Reena: Do you tend to cook more or eat out more?
Vandana: I eat out a fair bit. More than I’d like, really. Increasingly I hanker for home-cooked meals over meals out, but Delhi’s restaurant scene is exploding in a manner that makes it very hard to stay in consistently. I do wish I cooked more, but even at home, we have a wonderful cook (named Jeevan) who renders me entirely redundant in the kitchen.

Reena:
How is Indian cooking evolving and what are the latest trends in Delhi?
Vandana: It’s hard to say how Indian cooking is evolving – as a cuisine it’s so varied, and as recipes are handed down through generations, as with anywhere else in the world, there’s a natural evolution. Or a devolution really: recipes are simplified to suit lifestyles. When you change the context food’s prepared in, then you change the manner in which the food is prepared. But I think this is true of community foods all over the world. My mum’s actually trying to get her mother to write down all the old, family recipes that she remembers from her childhood in the hope that she’ll be able to pass those on to my sister and me as well.


Reena: Heston Blumenthal’s theory is that we start to enjoy foods that we have historically disliked after 20 tastings.  What food do you dislike most and do you think you’d get past it with 20 servings?
Vandana: Had I been asked this very question three years ago I’d have rattled off a list: karela (bitter gourd), lauki (white summer squash), tinda (Indian apple gourd)… mostly these seasonal summer veggies. But I can’t honestly identify a single food that I’m truly averse to anymore. Perhaps duck or chicken feet? I remember seeing these at a breakfast buffet in South East Asia and physically recoiling. I can’t say that I’d get past it, because it’s the texture that I object to. Still, never say never.

Reena:
Which is your favourite non-Indian cuisine?
Vandana: South-East Asian everything. From giant bowls of Vietnamese pho to bibimbap from Korea, creamy Thai curries and Indonesian sambals to sushi and donburi from Japan, I am crazy for Asian flavours.

Reena:
Where are your top three places to eat in Delhi?
Vandana: 
Indian Accent at The Manor hotel – this lovely restaurant serves internationally inflected Indian food on the grounds of a boutique hotel. Their foie gras-stuffed galawat kababs (discs of minced meat with a foie centre) are incredible, as is their panko-crusted bharwan mirch (supersized green chilli stuffed with goats cheese mousse and fried in panko crumb).

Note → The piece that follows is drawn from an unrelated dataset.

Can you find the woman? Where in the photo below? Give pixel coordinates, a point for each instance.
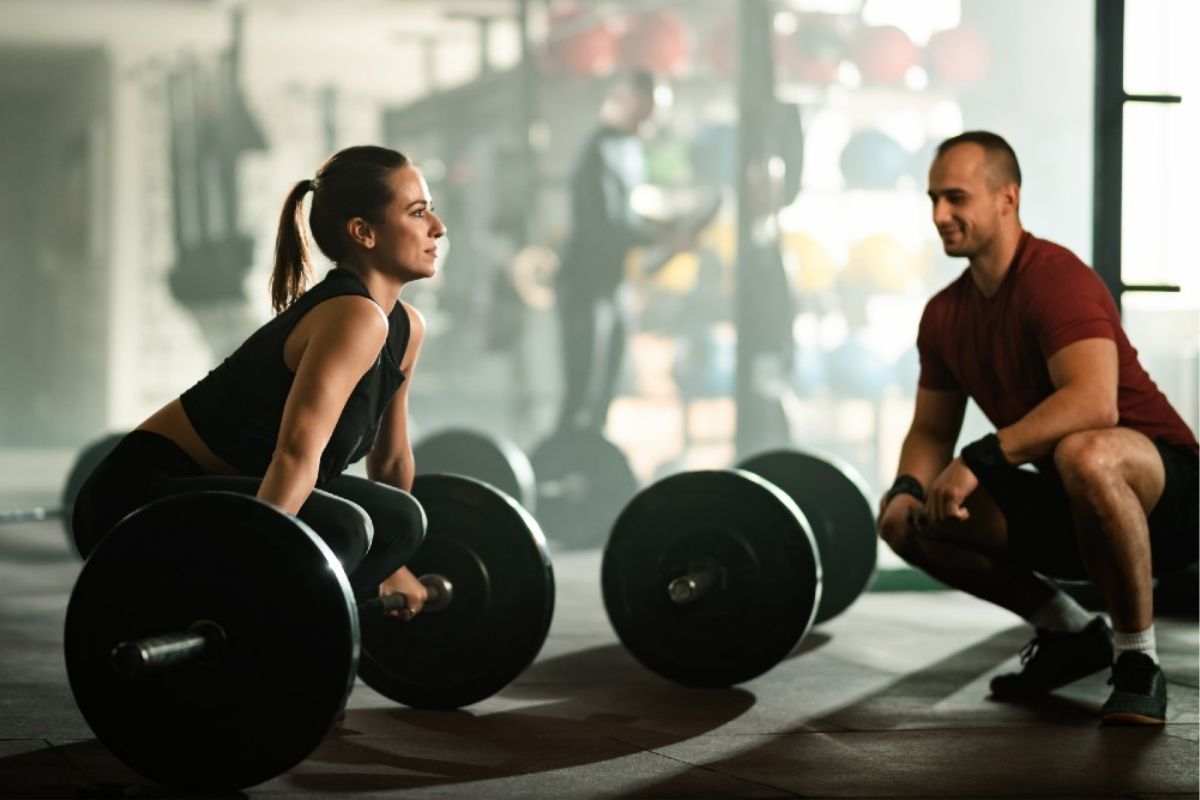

Grey Garden – I’ll admit that I’m biased; the Grey Garden is owned by friends, but even if it weren’t, I’d keep going back for glasses of wine under its ceiling festooned with white cotton trimmings, tables that double up as display cabinets and effortlessly soulful vibe.

Gunpowder – This cosy restaurant has a great view of the Hauz Khas reservoir, only topped by the South Indian cuisine its kitchen sends out. Portions are generous, prices are reasonable, and the Coorg pork is tender and flavoursome. Mop up every last bit with Gunpowder’s flaky Kerala porottas.